Taraflar arasındaki alacak davasının yapılan yargılaması sonunda ilamda yazılı nedenlerden dolayı davanın kabulüne yönelik olarak verilen hükmün süresi içinde davalı tarafından temyiz edilmesi üzerine dosya incelendi gereği konuşulup düşünüldü.

KARAR

Davacı, davalı avukatın Ankara 3. İcra Hukuk Mahkemesi'nin 2011/450 E. sayılı dava dosyasında vekili sıfatıyla yer aldığını, aleyhe sonuçlanan dosyanın davalı avukatınca temyiz edildiğini, ancak teminat yatırıldığı ve icra müdürlüğünce de mehil vesikası tanzim edildiği halde Yargıtay ilgili dairesinden tehir-i icra talebinde bulunulmadığını, bu nedenle anılan icra hukuk mahkemesinin tahliyeye ilişkin kararının icra marifetiyle 28.01.2012 tarihinde infaz edildiğini, ticari itabarının zedelendiğini, telafisi imkansız zararların doğduğunu ileri sürerek, işyeri olarak kullandığı taşınmazı erken boşaltması nedeniyle ortaya çıkan 100 TL fiili zarar, 100 TL yoksun kalınan kar olmak üzere toplam 200 TL maddi zarar, 10.000 TL manevi zararın davalıdan tazminine karar verilmesini istemiş, ıslah ile maddi zarara ilişkin talep miktarını 1.834,17 TL ye artırmıştır.
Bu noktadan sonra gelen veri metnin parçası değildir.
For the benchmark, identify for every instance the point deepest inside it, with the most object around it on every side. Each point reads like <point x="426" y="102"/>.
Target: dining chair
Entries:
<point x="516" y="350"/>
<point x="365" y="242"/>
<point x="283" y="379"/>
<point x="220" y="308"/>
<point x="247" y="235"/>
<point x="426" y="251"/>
Davalı, davanın reddini dilemiştir.

[Mahkemece, 01.09.2014 tarihli bilirkişi raporu benimsenerek, davalı avukatın kusurlu davranışı sonucu işyerinden icra kanalıyla tahliye olmak zorunda kalan davacının bu eylem nedeniyle ticari itibarının zedelendiği, kazanç kaybına uğrayıp borçlarını ödeyemez duruma düştüğü gerekçesi ile, 1.834,17 TL maddi, 5.000 TL manevi zararın davalıdan tahsiline karar verilmiş; hüküm davalı tarafından temyiz edilmiştir. 

1-Dosyadaki yazılara, kararın dayandığı delillerle yasaya uygun gerektirici nedenlere ve özellikle delillerin takdirinde bir isabetsizlik bulunmamasına göre davalının aşağıdaki bendin kapsamı dışında kalan diğer temyiz itirazlarının reddi gerekir.

2-Dava, vekil avukatın özen yükümlülüğüne aykırı davranışı sonucu uğranılan maddi ve manevi zararın tazmini istemine ilişkindir. 6098 sayılı Türk Borçlar Kanunu'nun 58.maddesi (eski Borçlar Kanunu 49.md) hükmü uyarınca, manevi tazminata hükmedilebilmesi için, şahsiyet hakkının hukuka aykırı bir şekilde zarara uğraması gerekir. Kişilik haklarının zarar görmediği hallerde, eylem hukuka aykırı olsa dahi manevi tazminata hükmedilmesi olanaklı değildir. Somut olayda davacının kişilik haklarının zarar gördüğü kabul edilemez. Mahkemece olayda manevi tazminat koşullarının bulunmadığı dikkate alınarak manevi tazminat isteminin bütünüyle reddi gerekirken yazılı şekilde kısmen kabulüne karar verilmesi usul ve yasaya aykırı olup bozma nedenidir.

SONUÇ: Birinci bentte açıklanan nedenlerle davalının diğer temyiz itirazlarının reddine, ikinci bentte açıklanan nedenlerle hükmün davalı yararına BOZULMASINA, peşin alınan 202,10 TL harcın istek halinde iadesine, 13/04/2016 gününde oybirliğiyle karar verildi.